Targeting F508del-CFTR to develop rational new therapies for cystic fibrosis

Abstract

The mutation F508del is the commonest cause of the genetic disease cystic fibrosis (CF). CF disrupts the function of many organs in the body, most notably the lungs, by perturbing salt and water transport across epithelial surfaces. F508del causes harm in two principal ways. First, the mutation prevents delivery of the cystic fibrosis transmembrane conductance regulator (CFTR) to its correct cellular location, the apical (lumen-facing) membrane of epithelial cells. Second, F508del perturbs the Cl(-) channel function of CFTR by disrupting channel gating. Here, we discuss the development of rational new therapies for CF that target F508del-CFTR. We highlight how structural studies provide new insight into the role of F508 in the regulation of channel gating by cycles of ATP binding and hydrolysis. We emphasize the use of high-throughput screening to identify lead compounds for therapy development. These compounds include CFTR correctors that restore the expression of F508del-CFTR at the apical membrane of epithelial cells and CFTR potentiators that rescue the F508del-CFTR gating defect. Initial results from clinical trials of CFTR correctors and potentiators augur well for the development of small molecule therapies that target the root cause of CF: mutations in CFTR.

Figure 1

Single-channel activity of wild-type and F508del-CFTR. Representative recordings of wild-type and F508del-CFTR Cl⁻ channels in excised inside-out membrane patches from C127 cells expressing recombinant CFTR. ATP (1 mmol/L) and PKA (75 nmol/L) were continuously present in the intracellular solution, voltage was clamped at -50 mV, and a large Cl⁻ concentration gradient was imposed across the membrane patch ([Cl⁻]_Ext=10 mmol/L; [Cl⁻]_Int=147 mmol/L). Dashed lines indicate where the channels are closed and downward deflections correspond to channel openings. Beneath each of the prolonged 20 s recordings, the last 1 s of the record is shown on an expanded scale. Other details are as described in Cai and Sheppard. Modified, with permission, from Cai and Sheppard.

Figure 2

The organization of the ATP-binding sites in CFTR. The simplified model shows the molecular architecture of ATP-binding site 1 (site 1) and ATP-binding site 2 (site 2) in an open CFTR Cl⁻ channel. Each ATP-binding site is formed by the Walker A and B motifs (labeled A and B, respectively) of one NBD and the LSGGQ motif of the other NBD. Site 2 contains a canonical LSGGQ motif, whereas site 1 contains a non-canonical LSGGQ motif (LSHGH). Site 2 also contains a catalytic base (E1371) at the distal end of the Walker B motif, but this residue is absent in site 1 (S573). The location of the CF mutation F508del on the surface of NBD1 opposite intracellular loop 4 (ICL4) is shown by an asterisk. Abbreviations: MSD, membrane-spanning domain; NBD, nucleotide-binding domain; P, phosphorylation of the RD; P_i, inorganic phosphate; RD, regulatory domain.

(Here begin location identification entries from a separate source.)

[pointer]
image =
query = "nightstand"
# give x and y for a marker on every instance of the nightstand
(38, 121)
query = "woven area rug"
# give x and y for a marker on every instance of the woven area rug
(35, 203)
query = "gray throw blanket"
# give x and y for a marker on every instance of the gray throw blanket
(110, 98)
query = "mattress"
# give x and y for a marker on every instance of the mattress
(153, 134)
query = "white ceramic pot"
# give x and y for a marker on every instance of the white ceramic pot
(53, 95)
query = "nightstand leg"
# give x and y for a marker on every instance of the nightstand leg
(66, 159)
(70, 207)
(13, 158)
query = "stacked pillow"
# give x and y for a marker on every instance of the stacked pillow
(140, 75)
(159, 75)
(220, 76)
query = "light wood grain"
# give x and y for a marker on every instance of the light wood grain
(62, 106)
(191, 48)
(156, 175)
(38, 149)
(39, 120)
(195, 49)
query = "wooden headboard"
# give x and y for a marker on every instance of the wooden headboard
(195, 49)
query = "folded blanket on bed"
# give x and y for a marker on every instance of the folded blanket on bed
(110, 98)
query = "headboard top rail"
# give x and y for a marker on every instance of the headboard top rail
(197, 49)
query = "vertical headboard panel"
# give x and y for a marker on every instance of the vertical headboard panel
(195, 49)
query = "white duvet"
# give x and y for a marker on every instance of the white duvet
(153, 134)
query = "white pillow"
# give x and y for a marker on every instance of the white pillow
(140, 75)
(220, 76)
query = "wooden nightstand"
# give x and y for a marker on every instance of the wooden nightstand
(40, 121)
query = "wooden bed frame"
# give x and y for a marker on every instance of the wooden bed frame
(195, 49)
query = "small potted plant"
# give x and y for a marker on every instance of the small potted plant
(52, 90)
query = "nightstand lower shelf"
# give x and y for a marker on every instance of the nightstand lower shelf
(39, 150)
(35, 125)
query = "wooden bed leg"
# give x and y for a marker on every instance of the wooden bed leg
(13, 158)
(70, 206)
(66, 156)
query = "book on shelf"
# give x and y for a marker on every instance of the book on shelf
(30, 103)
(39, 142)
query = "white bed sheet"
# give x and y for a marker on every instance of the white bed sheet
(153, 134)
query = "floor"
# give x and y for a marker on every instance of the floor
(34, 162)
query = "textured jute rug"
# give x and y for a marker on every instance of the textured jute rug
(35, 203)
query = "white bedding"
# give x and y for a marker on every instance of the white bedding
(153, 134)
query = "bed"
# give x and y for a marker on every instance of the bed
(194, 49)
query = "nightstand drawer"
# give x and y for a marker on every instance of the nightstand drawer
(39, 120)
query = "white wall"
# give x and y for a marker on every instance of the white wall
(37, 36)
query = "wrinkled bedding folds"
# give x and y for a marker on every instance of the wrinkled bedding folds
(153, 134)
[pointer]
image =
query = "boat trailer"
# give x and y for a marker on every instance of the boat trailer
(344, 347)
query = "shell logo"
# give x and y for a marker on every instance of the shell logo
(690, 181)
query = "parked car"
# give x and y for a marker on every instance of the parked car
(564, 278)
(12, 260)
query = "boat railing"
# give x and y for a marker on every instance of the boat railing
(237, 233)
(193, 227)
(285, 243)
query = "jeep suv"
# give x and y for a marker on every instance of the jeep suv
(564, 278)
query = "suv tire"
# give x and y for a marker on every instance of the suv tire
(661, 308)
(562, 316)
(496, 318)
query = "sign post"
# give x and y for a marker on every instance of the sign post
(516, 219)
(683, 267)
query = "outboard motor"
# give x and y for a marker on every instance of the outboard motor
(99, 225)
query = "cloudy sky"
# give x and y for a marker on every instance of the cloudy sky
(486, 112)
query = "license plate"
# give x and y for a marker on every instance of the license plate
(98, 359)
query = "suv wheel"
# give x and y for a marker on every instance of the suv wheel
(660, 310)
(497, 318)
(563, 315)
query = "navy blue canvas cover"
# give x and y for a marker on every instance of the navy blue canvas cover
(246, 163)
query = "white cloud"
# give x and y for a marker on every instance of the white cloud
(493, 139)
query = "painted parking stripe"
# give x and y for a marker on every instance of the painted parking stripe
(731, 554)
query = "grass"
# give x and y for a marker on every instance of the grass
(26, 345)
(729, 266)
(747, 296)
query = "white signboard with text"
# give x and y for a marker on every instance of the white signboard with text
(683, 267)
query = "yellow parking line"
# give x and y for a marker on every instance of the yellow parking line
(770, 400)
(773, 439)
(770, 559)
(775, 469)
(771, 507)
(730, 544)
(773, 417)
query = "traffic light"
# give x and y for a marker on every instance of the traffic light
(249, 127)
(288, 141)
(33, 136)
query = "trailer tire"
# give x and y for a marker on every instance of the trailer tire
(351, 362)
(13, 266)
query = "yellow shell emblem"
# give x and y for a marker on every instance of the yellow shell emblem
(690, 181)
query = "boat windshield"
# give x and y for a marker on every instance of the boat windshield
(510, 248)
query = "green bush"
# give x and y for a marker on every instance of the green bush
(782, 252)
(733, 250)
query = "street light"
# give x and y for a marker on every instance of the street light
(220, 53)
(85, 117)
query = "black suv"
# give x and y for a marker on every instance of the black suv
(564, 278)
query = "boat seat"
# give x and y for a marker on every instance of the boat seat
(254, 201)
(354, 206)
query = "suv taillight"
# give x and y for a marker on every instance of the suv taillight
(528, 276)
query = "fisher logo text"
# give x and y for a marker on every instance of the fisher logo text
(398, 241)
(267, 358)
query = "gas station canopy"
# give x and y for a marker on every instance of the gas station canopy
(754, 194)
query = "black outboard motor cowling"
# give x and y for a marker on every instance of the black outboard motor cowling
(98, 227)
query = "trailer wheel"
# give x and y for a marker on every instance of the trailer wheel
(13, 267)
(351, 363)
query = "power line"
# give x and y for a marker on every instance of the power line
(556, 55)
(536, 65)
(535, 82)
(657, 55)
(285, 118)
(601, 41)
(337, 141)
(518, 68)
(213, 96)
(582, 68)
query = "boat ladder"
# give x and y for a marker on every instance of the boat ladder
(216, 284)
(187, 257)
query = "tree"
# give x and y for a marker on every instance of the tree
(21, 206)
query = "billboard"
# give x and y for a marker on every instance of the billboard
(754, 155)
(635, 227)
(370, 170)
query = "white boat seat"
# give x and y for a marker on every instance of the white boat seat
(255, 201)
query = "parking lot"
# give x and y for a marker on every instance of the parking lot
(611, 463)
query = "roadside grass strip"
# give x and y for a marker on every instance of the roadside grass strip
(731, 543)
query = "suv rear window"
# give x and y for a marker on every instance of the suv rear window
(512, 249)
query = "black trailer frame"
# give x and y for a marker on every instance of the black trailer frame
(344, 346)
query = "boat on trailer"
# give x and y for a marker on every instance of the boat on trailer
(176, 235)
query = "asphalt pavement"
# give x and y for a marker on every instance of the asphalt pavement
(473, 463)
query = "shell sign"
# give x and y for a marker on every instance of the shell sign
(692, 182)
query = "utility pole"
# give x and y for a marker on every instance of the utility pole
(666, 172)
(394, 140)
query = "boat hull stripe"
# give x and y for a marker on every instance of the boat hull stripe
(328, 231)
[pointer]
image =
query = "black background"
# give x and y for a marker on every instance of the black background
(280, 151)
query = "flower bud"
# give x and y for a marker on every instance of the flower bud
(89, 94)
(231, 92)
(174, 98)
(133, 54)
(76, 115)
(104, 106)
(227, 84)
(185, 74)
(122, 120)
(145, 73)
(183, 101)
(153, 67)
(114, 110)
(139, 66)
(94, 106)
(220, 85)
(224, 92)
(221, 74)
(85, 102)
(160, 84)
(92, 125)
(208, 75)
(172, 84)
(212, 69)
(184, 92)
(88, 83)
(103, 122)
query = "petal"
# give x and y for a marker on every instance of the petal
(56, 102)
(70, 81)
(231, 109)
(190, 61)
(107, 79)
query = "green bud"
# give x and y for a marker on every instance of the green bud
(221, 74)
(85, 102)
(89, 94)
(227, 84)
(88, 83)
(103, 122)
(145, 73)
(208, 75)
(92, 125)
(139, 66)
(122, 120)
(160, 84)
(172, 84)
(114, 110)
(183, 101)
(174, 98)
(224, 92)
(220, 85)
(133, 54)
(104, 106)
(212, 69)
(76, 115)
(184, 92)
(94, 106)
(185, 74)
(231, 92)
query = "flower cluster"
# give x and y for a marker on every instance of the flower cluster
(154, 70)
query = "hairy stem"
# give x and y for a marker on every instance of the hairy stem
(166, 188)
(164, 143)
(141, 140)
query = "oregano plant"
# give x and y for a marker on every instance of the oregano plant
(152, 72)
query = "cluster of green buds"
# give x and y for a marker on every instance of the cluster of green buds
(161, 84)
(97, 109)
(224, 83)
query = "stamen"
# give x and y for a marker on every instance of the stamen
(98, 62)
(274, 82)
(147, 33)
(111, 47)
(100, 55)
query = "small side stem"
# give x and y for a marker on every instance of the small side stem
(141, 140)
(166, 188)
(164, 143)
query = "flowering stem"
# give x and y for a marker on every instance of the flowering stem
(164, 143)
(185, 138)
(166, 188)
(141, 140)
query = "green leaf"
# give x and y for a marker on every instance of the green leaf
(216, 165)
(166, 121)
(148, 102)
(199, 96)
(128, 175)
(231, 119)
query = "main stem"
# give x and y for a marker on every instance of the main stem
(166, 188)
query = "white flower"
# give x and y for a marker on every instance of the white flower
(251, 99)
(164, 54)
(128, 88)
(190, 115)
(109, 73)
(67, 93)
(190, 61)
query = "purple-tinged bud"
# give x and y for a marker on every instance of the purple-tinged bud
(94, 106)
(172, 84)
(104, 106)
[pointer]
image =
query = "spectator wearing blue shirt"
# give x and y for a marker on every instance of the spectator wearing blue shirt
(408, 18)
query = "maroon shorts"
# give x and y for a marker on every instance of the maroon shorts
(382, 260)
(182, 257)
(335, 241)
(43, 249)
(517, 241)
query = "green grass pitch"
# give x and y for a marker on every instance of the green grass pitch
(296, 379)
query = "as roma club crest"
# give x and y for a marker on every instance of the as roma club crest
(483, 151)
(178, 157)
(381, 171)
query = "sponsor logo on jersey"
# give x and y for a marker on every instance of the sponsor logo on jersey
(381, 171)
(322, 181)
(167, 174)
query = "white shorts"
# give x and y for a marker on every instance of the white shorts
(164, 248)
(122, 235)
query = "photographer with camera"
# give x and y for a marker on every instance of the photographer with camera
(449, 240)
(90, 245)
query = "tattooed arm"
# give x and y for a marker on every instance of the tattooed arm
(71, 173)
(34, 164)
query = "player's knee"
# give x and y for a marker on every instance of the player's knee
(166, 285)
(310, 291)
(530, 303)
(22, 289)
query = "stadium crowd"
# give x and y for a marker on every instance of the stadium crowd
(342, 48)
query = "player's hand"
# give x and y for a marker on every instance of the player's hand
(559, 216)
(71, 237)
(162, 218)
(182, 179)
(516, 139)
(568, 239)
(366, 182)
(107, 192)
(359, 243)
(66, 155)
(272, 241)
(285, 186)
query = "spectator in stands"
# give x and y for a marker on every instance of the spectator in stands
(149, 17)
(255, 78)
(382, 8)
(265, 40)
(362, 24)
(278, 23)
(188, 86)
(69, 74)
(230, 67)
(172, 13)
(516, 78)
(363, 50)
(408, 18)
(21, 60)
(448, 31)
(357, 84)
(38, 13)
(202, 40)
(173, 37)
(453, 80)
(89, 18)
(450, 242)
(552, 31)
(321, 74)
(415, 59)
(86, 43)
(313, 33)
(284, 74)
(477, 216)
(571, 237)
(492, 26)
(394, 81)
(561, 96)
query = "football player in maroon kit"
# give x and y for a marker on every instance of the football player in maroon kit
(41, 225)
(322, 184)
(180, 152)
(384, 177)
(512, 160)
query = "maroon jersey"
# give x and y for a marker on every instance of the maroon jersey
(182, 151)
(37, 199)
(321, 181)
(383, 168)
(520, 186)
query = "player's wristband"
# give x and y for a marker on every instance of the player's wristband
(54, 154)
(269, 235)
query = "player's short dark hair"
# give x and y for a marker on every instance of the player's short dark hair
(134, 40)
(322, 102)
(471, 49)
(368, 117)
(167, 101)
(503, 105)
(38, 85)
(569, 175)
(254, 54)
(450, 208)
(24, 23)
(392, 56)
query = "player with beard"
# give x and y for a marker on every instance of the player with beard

In and out denote the intra- and extracellular sides of the membrane, respectively. See text for further information. Modified, with permission, from Hwang and Sheppard.

Figure 3

Chemical structures of some CFTR correctors identified by HTS. Abbreviations: Corr-4a, N-[2-(5-Chloro-2-methoxy-phenylamino)-4′-methyl-[4,5′]bithiazolyl-2′-yl]-benzamide; VRT-325, 4-Cyclohexyloxy-2-{1-[4-(4-methoxy-benzensulfonyl)-piperazin-1-yl]-ethyl}-quinazoline; RDR1, 5-(4-nitrophenyl)-2-furaldehyde 2-phenylhydrazone.

Figure 4

Chemical structures of some CFTR potentiators identified by HTS. Abbreviations: ΔF508_act-02, 2-(2-chlorobenzamido)-4,5,6,7-tetrahydro-3H-indene-1-carboxamide; VRT-532, 4-methyl-2-(5-phenyl-1H-pyrazol-3-yl)phenol; VX-770, N-(2,4-di-tert-butyl-5-hydroxyphenyl)-4-oxo-1,4-dihydroquinoline-3-carboxamide. For comparison, the chemical structure of genistein is shown.